Twitter and the 2008 Mumbai blast

Twitter turned six years old on March 21. On March 21, 2006, Twitter creator  Jack Dorsey published his first tweet: “just setting up my twttr”. But at first it appealed only to techies. It became a major source of news only two years later, when Pakistani terrorists attacked Mumbai on November 26, 2008, says Mary Cross in her book on social media.

Kate Bussman writes in her book, A Twitter Year:

The brainchild of American software expert Jack Dorsey, Twitter was originally conceived simply as a way to share short messages with friends.” Dorsey told the Los Angeles Times: “We looked in the dictionary… and came across the word, ‘twitter’, and it was just perfect. The definition was ‘a short burst of inconsequential information’ and ‘chirps from birds’. And that’s exactly what the product was.”
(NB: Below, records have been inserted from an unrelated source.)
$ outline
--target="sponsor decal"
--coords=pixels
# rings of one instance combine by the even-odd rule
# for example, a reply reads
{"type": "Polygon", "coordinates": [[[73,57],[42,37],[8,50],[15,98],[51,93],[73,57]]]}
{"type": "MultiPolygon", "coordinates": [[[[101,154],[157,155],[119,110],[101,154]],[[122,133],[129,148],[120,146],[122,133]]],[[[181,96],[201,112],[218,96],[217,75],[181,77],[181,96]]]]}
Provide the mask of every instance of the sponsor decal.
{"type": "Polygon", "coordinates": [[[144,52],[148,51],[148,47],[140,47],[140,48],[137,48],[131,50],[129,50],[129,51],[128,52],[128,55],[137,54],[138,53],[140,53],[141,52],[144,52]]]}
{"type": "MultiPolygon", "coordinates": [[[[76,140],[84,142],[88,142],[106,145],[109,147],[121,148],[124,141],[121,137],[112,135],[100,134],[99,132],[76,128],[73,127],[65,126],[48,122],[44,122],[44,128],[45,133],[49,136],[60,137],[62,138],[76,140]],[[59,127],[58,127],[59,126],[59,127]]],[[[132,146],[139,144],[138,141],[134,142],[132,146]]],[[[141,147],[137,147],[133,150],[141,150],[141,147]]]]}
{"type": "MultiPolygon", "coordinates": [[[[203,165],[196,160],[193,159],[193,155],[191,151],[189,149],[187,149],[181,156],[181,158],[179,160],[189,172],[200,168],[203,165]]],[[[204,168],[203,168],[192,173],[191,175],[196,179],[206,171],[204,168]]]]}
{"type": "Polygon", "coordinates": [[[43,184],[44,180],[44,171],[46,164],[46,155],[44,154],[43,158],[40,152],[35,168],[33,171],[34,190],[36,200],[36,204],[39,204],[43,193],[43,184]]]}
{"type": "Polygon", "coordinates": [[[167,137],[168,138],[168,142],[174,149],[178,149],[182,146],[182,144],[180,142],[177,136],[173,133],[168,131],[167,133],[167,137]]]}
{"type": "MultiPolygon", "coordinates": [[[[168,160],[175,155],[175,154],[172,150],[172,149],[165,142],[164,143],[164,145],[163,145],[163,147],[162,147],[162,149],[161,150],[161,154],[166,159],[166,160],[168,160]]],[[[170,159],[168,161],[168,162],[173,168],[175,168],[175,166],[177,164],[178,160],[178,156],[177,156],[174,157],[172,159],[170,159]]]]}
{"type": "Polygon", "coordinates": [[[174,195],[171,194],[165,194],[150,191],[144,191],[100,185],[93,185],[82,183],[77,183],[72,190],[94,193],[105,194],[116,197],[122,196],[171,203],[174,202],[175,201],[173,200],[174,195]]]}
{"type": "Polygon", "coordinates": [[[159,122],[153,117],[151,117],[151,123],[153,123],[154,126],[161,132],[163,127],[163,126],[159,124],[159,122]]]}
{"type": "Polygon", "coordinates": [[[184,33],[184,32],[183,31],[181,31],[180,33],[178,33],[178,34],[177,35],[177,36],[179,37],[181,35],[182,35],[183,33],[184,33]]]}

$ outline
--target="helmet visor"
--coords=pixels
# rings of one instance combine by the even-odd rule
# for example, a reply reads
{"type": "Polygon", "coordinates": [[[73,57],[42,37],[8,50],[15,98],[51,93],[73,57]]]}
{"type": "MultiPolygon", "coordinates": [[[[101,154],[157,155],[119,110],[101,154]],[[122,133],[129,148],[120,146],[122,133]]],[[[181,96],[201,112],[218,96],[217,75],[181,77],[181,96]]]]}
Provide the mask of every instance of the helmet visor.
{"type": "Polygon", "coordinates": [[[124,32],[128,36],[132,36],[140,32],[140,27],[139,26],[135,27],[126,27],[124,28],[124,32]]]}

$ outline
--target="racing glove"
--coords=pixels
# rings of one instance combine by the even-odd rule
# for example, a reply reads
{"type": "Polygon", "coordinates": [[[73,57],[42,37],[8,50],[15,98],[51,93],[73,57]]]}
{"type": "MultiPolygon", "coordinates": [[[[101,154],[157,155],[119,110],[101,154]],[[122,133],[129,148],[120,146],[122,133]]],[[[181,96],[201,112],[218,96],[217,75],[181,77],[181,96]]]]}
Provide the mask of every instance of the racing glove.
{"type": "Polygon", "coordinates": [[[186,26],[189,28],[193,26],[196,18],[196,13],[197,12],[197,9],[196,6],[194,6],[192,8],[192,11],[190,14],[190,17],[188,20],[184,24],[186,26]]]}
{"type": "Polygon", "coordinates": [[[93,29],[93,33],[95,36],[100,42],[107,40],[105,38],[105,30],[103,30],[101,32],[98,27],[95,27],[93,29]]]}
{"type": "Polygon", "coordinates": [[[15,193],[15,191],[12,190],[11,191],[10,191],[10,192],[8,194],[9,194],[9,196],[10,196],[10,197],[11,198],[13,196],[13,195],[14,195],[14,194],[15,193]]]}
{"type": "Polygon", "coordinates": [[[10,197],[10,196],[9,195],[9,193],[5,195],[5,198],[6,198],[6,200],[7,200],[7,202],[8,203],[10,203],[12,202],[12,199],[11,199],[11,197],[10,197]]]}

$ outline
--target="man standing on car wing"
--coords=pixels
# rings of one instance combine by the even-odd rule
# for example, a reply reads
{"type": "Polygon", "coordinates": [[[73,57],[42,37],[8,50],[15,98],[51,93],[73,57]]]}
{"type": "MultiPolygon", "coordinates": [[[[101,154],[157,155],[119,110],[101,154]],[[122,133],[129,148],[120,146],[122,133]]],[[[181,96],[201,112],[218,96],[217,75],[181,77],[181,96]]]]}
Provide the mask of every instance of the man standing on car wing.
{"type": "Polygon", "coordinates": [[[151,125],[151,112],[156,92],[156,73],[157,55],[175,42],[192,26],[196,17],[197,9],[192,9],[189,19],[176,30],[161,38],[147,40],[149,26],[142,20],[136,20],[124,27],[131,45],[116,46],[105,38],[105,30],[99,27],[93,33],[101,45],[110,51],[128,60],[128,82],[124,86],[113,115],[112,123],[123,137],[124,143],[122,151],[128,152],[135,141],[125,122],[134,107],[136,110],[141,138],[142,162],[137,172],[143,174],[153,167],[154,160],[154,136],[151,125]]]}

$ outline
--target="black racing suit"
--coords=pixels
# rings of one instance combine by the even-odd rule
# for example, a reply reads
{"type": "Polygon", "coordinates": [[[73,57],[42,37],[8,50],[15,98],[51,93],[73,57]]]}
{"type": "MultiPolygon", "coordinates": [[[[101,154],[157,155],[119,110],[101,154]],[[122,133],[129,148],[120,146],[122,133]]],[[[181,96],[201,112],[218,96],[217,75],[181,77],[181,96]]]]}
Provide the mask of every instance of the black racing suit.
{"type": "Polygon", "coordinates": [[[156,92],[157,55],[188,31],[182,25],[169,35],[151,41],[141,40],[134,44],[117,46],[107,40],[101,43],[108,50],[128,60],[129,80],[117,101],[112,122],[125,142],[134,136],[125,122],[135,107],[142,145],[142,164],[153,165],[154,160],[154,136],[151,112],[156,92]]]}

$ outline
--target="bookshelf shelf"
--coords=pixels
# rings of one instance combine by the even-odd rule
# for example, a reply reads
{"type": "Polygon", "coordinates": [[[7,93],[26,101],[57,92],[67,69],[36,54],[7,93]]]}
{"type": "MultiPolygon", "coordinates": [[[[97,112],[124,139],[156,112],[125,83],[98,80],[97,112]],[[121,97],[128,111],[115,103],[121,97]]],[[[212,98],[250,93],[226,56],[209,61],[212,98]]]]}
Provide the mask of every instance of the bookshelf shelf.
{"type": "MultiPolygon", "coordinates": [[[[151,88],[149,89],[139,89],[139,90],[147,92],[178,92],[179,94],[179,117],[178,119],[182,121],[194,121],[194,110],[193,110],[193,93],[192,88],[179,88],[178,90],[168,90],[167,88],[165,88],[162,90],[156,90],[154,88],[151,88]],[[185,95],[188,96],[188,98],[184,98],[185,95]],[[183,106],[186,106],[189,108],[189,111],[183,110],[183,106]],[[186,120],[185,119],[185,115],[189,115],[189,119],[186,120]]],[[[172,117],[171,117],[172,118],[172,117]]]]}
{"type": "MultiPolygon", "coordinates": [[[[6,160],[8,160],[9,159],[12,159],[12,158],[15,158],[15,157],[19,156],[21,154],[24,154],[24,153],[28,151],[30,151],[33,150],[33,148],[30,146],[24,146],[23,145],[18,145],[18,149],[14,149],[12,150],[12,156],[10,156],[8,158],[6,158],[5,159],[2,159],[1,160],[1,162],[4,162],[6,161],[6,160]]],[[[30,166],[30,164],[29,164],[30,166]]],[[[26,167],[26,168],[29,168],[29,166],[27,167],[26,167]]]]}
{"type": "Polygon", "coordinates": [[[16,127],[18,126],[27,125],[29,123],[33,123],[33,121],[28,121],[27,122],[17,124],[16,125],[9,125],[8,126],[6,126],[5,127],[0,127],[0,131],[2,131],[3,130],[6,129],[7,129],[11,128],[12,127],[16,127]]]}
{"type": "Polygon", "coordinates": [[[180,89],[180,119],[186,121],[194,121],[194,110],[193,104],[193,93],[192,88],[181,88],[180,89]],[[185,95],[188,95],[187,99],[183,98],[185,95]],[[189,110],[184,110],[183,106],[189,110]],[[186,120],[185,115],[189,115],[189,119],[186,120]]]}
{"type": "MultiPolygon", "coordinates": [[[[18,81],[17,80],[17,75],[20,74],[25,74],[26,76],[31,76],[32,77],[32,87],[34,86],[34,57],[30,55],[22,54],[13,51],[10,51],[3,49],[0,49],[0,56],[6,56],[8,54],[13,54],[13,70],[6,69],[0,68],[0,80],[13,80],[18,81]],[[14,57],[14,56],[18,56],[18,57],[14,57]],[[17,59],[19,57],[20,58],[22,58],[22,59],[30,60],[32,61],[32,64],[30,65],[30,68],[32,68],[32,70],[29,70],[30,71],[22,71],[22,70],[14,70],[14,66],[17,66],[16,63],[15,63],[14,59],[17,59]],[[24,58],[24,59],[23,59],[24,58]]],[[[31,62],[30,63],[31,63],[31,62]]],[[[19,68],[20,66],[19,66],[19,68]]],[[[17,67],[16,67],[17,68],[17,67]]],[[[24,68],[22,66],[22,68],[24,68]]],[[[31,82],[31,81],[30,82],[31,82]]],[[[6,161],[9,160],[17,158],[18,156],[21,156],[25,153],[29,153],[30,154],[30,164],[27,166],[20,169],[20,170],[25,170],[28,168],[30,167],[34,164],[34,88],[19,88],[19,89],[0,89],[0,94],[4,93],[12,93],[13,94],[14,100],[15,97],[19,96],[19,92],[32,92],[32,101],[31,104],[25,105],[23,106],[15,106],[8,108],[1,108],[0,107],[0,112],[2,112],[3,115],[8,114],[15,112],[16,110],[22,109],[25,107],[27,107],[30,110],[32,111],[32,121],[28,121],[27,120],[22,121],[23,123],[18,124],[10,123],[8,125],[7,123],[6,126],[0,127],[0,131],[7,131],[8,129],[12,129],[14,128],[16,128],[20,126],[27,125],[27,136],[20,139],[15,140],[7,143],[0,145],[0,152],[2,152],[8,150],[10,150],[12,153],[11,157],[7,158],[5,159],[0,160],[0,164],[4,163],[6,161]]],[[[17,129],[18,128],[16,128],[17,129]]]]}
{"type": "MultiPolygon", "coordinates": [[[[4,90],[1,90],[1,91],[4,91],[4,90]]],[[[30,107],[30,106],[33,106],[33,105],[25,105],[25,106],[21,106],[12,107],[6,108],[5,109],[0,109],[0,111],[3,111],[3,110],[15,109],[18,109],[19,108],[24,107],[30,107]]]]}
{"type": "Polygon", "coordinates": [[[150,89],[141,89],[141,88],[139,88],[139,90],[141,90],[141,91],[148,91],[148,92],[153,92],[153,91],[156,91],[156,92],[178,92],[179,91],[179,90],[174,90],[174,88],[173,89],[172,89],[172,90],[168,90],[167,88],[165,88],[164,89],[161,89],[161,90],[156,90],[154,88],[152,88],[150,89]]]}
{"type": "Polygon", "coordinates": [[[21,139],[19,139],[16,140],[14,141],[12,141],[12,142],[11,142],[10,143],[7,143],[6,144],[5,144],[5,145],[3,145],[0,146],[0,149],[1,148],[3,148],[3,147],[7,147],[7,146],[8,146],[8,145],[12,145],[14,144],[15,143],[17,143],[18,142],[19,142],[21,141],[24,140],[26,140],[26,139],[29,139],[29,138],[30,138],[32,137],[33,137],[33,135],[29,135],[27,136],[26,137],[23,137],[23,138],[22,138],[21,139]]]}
Mary Cross writes in her book Twitterati, Bloggerati: How Blogs and Twitter Are Transforming Popular Culture:

At first, Twitter appealed mainly to techies. Nobody else really noticed it much until November 2008 when a terrorist takeover of fancy hotels in Mumbai flooded the site with tweets about what was happening, way ahead of any news bureau reports. . Ten Pakistani terrorists were storming the city, taking hostages in two hotels, the Taj Mahal and Oberoi Trident, and fanning out to other locations using bombs, grenades, and guns. In all, 175 people, including nine of the attackers, were killed, and 308 were injured.23 The television feed to the hotels was shut down because the terrorists were using it. Victims trapped in the hotels commandeered by the terrorists tweeted for help on their cell phones and relayed minute-by-minute reports. “At the peak of the violence,” the New York Times reported, “more than one message per second with the word ‘Mumbai’ in it was being posted onto Twitter.” As Twitter became the communication mode of choice, the Indian government tried to block it. By the time news organizations got there, the crisis had passed, and the nonjournalists on Twitter had done their job of informing the world of what was happening. This was just the beginning of Twitter’s role as an advance alert system.

Since then, it has been the crucial communication tool for Japanese caught in an earthquake and tsunami in March 2011, protesters in Egypt and Libya in 2011, in the June 2009 Iranian election protests, the 2010 celebrations of the Islamic Republic in Iran, and more. Twitterati were also the first responders in the miracle on the Hudson plane landing and the Haitian earthquake. In the Iranian election crisis, the U.S. State Department asked Twitter to put off its scheduled shutdown for maintenance to keep it going for protesters, and Twitter complied. Governments are threatened by Twitter, which proves its populist appeal, and so try to shut it down. The Egyptian government under Mubarak successfully shut down Twitter and other social media in January 2011 (but not soon enough to keep protesters from organizing).

Commando rappelling from a helicopter after Pakistani terrorists attacked Mumbai on November 26, 2008.

Commando rappelling from a helicopter after Pakistani terrorists attacked Mumbai on November 26, 2008.